The medicine supports access, and the therapeutic relationship provides containment and meaning. Before each dosing, we prepare together in session to set intentions and then integrate what emerges after dosing. Healing unfolds through this supportive process, where insight and understanding can deepen.

Exploring readiness, safety, and alignment

The initial consultation is a space to slow things down and determine whether KAP is a supportive fit at this point in your life. This conversation focuses on understanding your history, current stability, and what you’re hoping for from deeper work.

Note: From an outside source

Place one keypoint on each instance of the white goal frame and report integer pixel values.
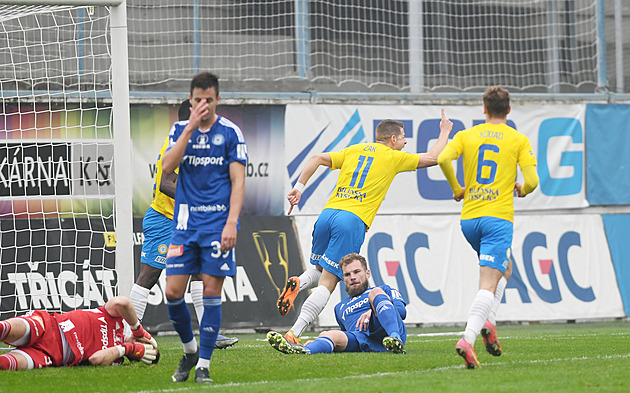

We talk through trauma history, substance use or addictive patterns, prior therapy experiences, current supports, and nervous system responses. Attention is given to how you manage stress, regulate emotions, and recover after difficult experiences. This helps assess whether your system is resourced enough for the kind of access KAP can create.

Fit assessment also includes discussing what KAP is and isn’t, how it works within a broader therapy process, and what medical collaboration would look like. If KAP does not feel appropriate right now, that information is shared openly and respectfully. Sometimes the most supportive decision is to continue with preparation, stabilization, or traditional trauma-focused therapy first.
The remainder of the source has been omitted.